I want to say to Jay Rockefeller, we've been friends a long, long time. I used to say, Bob Kerrey and Jay Rockefeller and I were Governors together back when we had a life, before we all moved to Washington. And Jay Rockefeller could have done a lot of things with his life. His daughter is up there teaching in that school in New York because of the example that her father set and the example her mother set. And this is a better country because of you. And Hillary and I both love and admire you very much, and we thank you.

I want to say to all of you, you cannot imagine how important your contributions are in this, the 11th hour of this campaign. I think there is beginning to be a sense out there that this is not an ordinary election because it's not an ordinary time. What we have going for us are a lot of great candidates and the right message.

The American people want us not to spend this surplus until we save the Social Security system for the 21st century. They want us to put the education of our children first. And they understand that having smaller classes in the early grades, with the biggest group of students in history, is a laudable goal, and it's a great thing. We won the 100,000 teachers fight, but they know the majority in Congress kept us from passing an initiative to build or repair 5,000 schools. So if they have no place to sit, it will be hard for the teachers to teach the children.

They want us to pass a Patients' Bill of Rights, not because they're against managed care, but because they don't want the management to overcome the medical quality of care people get. They want us to do the things, in short, that we are trying to do in this election.

And I can tell you, I'm now spending a fair amount of time getting briefed every day. Hillary was in New York for Chuck Schumer today, and he has moved clearly ahead in the surveys up there. We have a remarkable young man running for the United States Senate in North Carolina, against an incumbent Republican, who moved decisively ahead today in the published opinion surveys.

We are doing the work of America's future. We have two things to contend with. One is an enormous disparity in financial resources. And the other is 150 years of history of midterm elections where it's normally a disadvantage for the party of the President, particularly in the sixth year. And the other is the natural advantage Republicans have when the voter turnout goes down because their electorate tends to be older and wealthier and more reliable even in off-year elections.

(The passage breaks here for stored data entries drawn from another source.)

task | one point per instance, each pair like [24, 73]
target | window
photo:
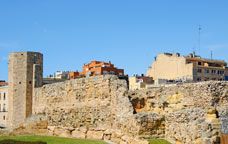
[213, 71]
[199, 70]
[207, 71]
[4, 108]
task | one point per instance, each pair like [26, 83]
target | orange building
[95, 68]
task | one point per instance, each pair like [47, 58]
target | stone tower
[25, 72]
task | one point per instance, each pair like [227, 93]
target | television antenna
[199, 40]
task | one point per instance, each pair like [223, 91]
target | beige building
[139, 82]
[3, 106]
[169, 66]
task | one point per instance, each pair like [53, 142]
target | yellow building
[3, 106]
[169, 66]
[139, 82]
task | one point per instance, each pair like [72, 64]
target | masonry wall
[194, 113]
[103, 108]
[22, 77]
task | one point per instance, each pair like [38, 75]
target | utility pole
[199, 40]
[211, 54]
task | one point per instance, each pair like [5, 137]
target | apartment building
[3, 83]
[3, 106]
[139, 82]
[95, 68]
[169, 66]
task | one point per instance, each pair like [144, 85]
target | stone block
[95, 135]
[78, 134]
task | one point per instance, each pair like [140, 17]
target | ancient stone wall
[95, 107]
[193, 113]
[103, 108]
[22, 79]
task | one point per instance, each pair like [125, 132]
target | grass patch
[51, 140]
[158, 141]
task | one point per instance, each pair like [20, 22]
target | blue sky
[129, 33]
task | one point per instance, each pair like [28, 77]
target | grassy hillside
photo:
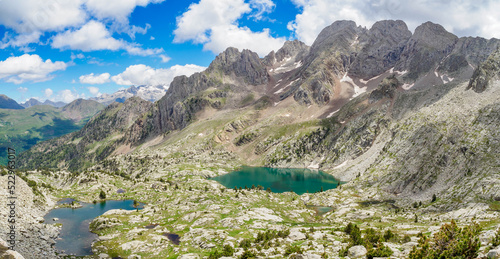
[21, 129]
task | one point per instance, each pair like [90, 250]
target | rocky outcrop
[329, 58]
[425, 49]
[78, 148]
[295, 50]
[245, 64]
[386, 89]
[485, 73]
[381, 48]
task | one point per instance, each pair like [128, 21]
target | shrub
[102, 195]
[496, 239]
[292, 249]
[450, 242]
[245, 243]
[381, 251]
[388, 235]
[247, 254]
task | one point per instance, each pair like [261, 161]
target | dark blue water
[75, 236]
[279, 179]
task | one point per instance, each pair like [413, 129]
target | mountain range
[408, 122]
[24, 127]
[33, 102]
[146, 92]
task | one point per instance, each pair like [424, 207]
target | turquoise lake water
[280, 180]
[76, 239]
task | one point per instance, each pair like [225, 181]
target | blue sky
[66, 49]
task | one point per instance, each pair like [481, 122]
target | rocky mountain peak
[295, 50]
[489, 70]
[291, 49]
[338, 34]
[8, 103]
[396, 29]
[381, 48]
[434, 35]
[245, 64]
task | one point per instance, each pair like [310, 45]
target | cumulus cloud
[262, 7]
[95, 36]
[67, 96]
[164, 58]
[26, 16]
[94, 91]
[48, 92]
[22, 89]
[116, 9]
[468, 18]
[95, 79]
[242, 38]
[30, 19]
[91, 36]
[145, 75]
[27, 67]
[214, 24]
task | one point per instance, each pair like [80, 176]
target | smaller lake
[299, 180]
[75, 236]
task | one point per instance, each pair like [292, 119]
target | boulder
[357, 252]
[305, 256]
[3, 246]
[10, 254]
[189, 256]
[296, 235]
[493, 254]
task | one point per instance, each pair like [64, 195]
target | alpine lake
[75, 237]
[279, 180]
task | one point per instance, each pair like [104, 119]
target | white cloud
[28, 68]
[91, 36]
[468, 18]
[118, 10]
[67, 96]
[164, 58]
[95, 36]
[22, 89]
[95, 79]
[214, 23]
[135, 49]
[94, 91]
[262, 7]
[31, 19]
[48, 92]
[77, 56]
[145, 75]
[242, 38]
[26, 16]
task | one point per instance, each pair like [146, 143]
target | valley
[416, 147]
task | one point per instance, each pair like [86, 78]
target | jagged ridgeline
[383, 104]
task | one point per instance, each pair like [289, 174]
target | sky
[67, 49]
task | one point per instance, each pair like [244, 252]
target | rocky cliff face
[485, 73]
[381, 49]
[95, 141]
[331, 76]
[231, 70]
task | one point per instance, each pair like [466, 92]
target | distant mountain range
[32, 102]
[146, 92]
[8, 103]
[22, 128]
[356, 101]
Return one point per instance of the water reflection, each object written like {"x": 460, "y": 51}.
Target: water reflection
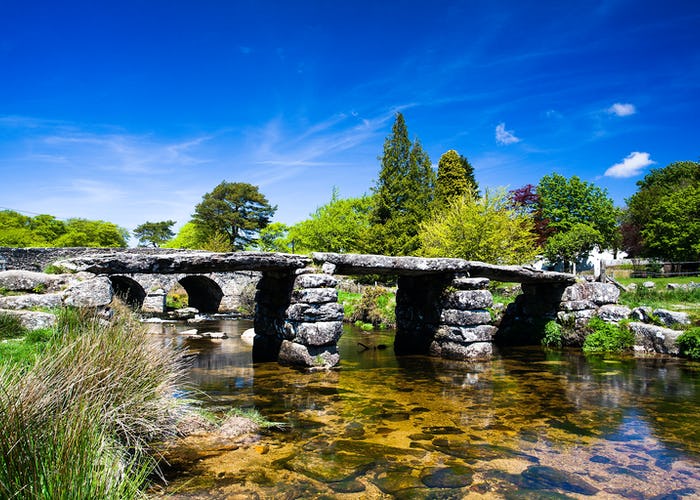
{"x": 543, "y": 423}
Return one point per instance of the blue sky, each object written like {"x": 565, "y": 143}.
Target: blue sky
{"x": 130, "y": 111}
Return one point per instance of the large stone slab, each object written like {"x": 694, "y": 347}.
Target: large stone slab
{"x": 654, "y": 339}
{"x": 32, "y": 320}
{"x": 31, "y": 300}
{"x": 407, "y": 266}
{"x": 184, "y": 262}
{"x": 296, "y": 354}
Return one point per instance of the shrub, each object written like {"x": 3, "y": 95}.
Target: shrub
{"x": 552, "y": 334}
{"x": 376, "y": 306}
{"x": 689, "y": 343}
{"x": 78, "y": 423}
{"x": 607, "y": 337}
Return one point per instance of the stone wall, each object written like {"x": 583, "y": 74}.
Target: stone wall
{"x": 465, "y": 330}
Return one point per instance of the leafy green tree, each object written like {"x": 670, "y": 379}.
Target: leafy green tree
{"x": 47, "y": 227}
{"x": 237, "y": 210}
{"x": 571, "y": 245}
{"x": 92, "y": 233}
{"x": 342, "y": 226}
{"x": 485, "y": 229}
{"x": 455, "y": 177}
{"x": 187, "y": 237}
{"x": 664, "y": 213}
{"x": 273, "y": 238}
{"x": 568, "y": 202}
{"x": 154, "y": 233}
{"x": 15, "y": 230}
{"x": 402, "y": 194}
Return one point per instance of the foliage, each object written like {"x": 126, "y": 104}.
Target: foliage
{"x": 18, "y": 230}
{"x": 484, "y": 229}
{"x": 664, "y": 213}
{"x": 402, "y": 194}
{"x": 189, "y": 236}
{"x": 455, "y": 177}
{"x": 237, "y": 210}
{"x": 566, "y": 203}
{"x": 526, "y": 201}
{"x": 273, "y": 238}
{"x": 573, "y": 244}
{"x": 342, "y": 225}
{"x": 552, "y": 335}
{"x": 607, "y": 337}
{"x": 376, "y": 306}
{"x": 11, "y": 327}
{"x": 689, "y": 343}
{"x": 154, "y": 233}
{"x": 78, "y": 423}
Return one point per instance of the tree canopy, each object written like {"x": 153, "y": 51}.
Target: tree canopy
{"x": 455, "y": 177}
{"x": 402, "y": 194}
{"x": 485, "y": 229}
{"x": 154, "y": 233}
{"x": 664, "y": 213}
{"x": 236, "y": 210}
{"x": 342, "y": 226}
{"x": 17, "y": 230}
{"x": 567, "y": 202}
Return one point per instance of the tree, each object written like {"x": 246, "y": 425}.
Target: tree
{"x": 342, "y": 225}
{"x": 273, "y": 238}
{"x": 402, "y": 194}
{"x": 571, "y": 245}
{"x": 664, "y": 213}
{"x": 568, "y": 202}
{"x": 526, "y": 201}
{"x": 235, "y": 209}
{"x": 154, "y": 233}
{"x": 187, "y": 237}
{"x": 92, "y": 233}
{"x": 455, "y": 177}
{"x": 484, "y": 229}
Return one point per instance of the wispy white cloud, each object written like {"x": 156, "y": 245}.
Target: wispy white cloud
{"x": 504, "y": 136}
{"x": 629, "y": 167}
{"x": 622, "y": 109}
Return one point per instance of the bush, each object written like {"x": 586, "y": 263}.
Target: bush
{"x": 552, "y": 335}
{"x": 689, "y": 343}
{"x": 376, "y": 306}
{"x": 607, "y": 337}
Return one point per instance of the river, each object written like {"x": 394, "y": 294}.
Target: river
{"x": 529, "y": 424}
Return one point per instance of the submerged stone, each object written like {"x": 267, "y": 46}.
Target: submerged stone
{"x": 543, "y": 477}
{"x": 448, "y": 477}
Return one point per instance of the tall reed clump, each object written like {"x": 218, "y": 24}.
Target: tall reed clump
{"x": 78, "y": 423}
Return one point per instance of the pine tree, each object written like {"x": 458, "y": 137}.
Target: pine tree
{"x": 402, "y": 195}
{"x": 455, "y": 177}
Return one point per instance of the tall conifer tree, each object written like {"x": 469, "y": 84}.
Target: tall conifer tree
{"x": 402, "y": 193}
{"x": 455, "y": 177}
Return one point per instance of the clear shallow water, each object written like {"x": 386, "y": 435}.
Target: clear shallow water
{"x": 528, "y": 424}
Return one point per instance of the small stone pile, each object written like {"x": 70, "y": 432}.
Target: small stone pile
{"x": 581, "y": 301}
{"x": 465, "y": 331}
{"x": 313, "y": 323}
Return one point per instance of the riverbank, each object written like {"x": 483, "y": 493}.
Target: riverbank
{"x": 82, "y": 409}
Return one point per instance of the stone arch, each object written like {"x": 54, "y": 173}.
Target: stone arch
{"x": 203, "y": 292}
{"x": 129, "y": 290}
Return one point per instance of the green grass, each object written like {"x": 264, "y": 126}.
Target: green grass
{"x": 607, "y": 338}
{"x": 661, "y": 298}
{"x": 78, "y": 421}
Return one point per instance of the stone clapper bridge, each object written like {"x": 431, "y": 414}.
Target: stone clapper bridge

We are striving to overcome those disadvantages. You are helping us to do that. We do not have to have as much money as they do. But we have to have enough. We have a heroic Senate candidate in Kentucky, Scotty Baesler, a Congressman who is being outspent, I think, at least three to one there. It's unbelievable what's going on there. And today, again, he was 4 points ahead in the survey. And Senator Ford, who he's trying to replace, and the Governor assured me that they have all our forces out on the ground. They're going to do the best they can to win.

So I think it's very important that you understand that, in my view, this whole election still hangs in the balance, and it depends on whether the American people decide it's worth voting and whether they have some stake in the future. And that depends upon our ability to get the message out in all these individual races and across the country.

I feel good about it because I think we have a fighting chance. We're fighting history, money, and midterms, but we've got message; we've got candidates; and you've helped to propel them toward the finish line. I'm very proud of that, and I hope you are, too. And I hope Tuesday night we'll have a great celebration.

Thank you, and God bless you all.

NOTE: The President spoke at 7:35 p.m. at a private residence. In his remarks, he referred to dinner hosts Senator John D. Rockefeller IV, and his wife, Sharon, and their daughter, Valerie; Steve Grossman, national chair, Democratic National Committee; John Edwards, Democratic senatorial candidate for North Carolina; and Gov. Paul E. Patton of Kentucky.